Montgomery County District Court Judge Patricia Mitchell denied Tetyana Kimberlin’s petition for a protection order. She was briefly taken into custody after Tuesday’s hearing, reportedly because her husband made a motion to have his wife involuntarily committed for a 72-hour psychiatric evaluation, a motion the judge denied.
Meanwhile, Brett Kimberlin and his estranged wife’s boyfriend, 29-year-old Jay Richard Elliott of Gaithersburg, each sought peace orders against the other Tuesday. Kimberlin’s petition was denied, but Elliott’s was granted. Elliott, who is employed as a restaurant manager, wrote in his peace order petition that Kimberlin had been threatening and harassing him since October, “calling my work and say[ing] I better watch out.” Elliot said Kimberlin is “going to make me lose my job. … Now my job is on the line. … This is getting out of control.”
Kimberlin has filed criminal charges against Elliott,saying that his wife’s boyfriend had unauthorized use of a Toyota Highlander SUV that is owned by one of Kimberlin’s non-profit groups, but which his wife had been driving.
Kimberlin’s non-profit group Velvet Revolution made headlines by offering rewards for proof of claims that President George W. Bush’s campaign stole the 2004 presidential election. The group also made accusations of wrongdoing against former Bush advisor Karl Rove, the U.S. Chamber of Commerce and the late conservative Internet publisher Andrew Breitbart.
Last year, Kimberlin received widespread attentionafter several bloggers said they had been targeted for harassment after writing about Kimberlin’s criminal past. One of those bloggers, Virginia attorney Aaron Walker, said Kimberlin tried to “frame” him for an assault charge.

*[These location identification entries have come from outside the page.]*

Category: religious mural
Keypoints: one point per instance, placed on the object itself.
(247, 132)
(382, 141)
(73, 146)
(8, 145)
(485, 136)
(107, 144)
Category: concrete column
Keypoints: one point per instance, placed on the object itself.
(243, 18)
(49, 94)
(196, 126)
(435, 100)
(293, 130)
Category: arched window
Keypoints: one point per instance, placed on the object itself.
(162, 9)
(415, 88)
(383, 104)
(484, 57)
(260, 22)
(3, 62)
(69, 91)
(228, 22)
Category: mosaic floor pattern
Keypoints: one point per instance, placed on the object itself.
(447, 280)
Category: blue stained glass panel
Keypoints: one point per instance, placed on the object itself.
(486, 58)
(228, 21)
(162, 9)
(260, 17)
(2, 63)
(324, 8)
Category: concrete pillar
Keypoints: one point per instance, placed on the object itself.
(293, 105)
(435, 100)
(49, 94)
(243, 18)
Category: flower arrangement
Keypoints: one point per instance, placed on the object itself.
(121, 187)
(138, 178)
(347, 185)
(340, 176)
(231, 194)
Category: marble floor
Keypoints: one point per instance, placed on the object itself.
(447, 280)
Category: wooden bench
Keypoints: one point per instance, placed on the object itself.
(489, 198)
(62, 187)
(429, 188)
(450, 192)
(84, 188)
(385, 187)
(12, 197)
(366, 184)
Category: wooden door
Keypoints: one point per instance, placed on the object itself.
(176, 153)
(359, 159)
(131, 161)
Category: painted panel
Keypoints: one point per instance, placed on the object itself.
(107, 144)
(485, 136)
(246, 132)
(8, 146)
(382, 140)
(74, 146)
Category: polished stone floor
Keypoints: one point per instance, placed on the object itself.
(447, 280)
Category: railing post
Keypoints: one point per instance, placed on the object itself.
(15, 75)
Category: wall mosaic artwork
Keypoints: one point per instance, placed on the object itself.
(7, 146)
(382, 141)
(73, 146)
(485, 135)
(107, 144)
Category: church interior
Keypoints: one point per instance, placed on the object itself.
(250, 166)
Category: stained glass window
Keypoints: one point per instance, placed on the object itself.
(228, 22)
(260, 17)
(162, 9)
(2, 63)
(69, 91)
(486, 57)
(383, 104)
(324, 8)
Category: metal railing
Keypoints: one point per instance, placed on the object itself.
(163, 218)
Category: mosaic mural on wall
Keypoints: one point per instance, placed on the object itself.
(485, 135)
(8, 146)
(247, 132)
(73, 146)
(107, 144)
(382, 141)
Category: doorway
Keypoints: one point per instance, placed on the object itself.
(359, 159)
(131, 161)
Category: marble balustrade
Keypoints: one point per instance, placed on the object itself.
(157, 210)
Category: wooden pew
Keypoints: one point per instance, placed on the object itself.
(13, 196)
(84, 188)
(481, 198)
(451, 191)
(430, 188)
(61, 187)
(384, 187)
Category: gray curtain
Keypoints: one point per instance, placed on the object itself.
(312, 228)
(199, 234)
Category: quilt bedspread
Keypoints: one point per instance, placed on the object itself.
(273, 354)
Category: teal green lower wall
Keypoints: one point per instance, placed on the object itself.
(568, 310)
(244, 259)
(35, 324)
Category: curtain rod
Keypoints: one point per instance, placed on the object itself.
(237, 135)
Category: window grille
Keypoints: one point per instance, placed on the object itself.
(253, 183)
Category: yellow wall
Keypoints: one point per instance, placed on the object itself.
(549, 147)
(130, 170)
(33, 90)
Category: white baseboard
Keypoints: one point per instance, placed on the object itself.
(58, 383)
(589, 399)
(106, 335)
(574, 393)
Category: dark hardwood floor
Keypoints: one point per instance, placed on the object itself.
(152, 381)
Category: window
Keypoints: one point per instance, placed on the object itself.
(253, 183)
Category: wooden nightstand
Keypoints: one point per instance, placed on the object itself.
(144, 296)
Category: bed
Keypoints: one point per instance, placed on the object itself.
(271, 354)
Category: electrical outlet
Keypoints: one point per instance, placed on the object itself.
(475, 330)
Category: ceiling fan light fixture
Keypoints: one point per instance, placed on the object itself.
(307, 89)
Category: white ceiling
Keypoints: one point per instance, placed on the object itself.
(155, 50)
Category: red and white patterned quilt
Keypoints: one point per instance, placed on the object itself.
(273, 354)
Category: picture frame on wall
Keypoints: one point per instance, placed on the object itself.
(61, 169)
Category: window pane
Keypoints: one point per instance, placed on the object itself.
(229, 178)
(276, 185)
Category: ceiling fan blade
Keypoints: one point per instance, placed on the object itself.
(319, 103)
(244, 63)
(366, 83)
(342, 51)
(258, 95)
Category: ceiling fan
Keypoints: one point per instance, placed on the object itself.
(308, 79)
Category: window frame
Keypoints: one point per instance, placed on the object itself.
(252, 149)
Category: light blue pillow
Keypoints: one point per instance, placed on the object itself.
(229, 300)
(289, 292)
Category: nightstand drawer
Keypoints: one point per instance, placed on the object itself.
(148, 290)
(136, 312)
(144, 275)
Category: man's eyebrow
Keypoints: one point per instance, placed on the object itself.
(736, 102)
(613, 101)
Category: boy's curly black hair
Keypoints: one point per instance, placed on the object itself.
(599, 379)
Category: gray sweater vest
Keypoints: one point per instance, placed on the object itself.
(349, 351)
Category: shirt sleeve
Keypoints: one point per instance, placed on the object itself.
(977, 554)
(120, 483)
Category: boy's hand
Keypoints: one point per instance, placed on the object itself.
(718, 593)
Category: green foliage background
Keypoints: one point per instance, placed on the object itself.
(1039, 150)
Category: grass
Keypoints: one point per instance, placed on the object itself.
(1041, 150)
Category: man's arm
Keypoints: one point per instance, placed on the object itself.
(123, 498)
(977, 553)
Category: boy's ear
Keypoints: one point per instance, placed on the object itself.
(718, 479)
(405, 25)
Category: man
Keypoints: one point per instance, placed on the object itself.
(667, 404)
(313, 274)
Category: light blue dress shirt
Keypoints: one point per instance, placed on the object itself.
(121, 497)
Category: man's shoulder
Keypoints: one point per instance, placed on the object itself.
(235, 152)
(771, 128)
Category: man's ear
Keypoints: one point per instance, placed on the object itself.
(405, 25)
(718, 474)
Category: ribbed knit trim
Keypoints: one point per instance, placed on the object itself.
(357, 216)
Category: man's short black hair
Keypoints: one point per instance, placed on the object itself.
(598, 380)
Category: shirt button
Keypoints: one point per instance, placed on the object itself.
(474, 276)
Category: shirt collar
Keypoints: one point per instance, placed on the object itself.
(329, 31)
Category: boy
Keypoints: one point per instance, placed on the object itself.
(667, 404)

In May 2012, Walker was briefly arrested after a hearing on a peace order sought by Kimberlin. Conservative blogger Patrick Frey described this as a tactic by which Kimberlin abuses the legal process to intimidate critics:
[Kimberlin] forces his critics into his jurisdiction with a frivolous civil action. If Kimberlin’s critics complain that the action is frivolous, he calls that criticism “harassment,” and through a process of seeking frivolous peace orders and/or filing frivolous criminal complaints, obtains an arrest warrant for the critic. When the critic shows up to court as required, he or she is arrested on the trumped-up charges.
Success! The story becomes about the critic’s arrest. The critics look worse because authorities seem to take Kimberlin’s side; and he gets the satisfaction of putting his critics behind bars, even if for a short time.
Walker attended the Kimberlin hearing Tuesday and wrote: “It is sinister enough when it is done to a blogger, but in a way it is even creepier when it is used to bludgeon a spouse into obedience.”
Kimberlin's claims about selling marijuana to Quayle were featured in the Doonesbury comic strip, and were publicized by Cody Shearer, a liberal journalist connected to Bill Clinton.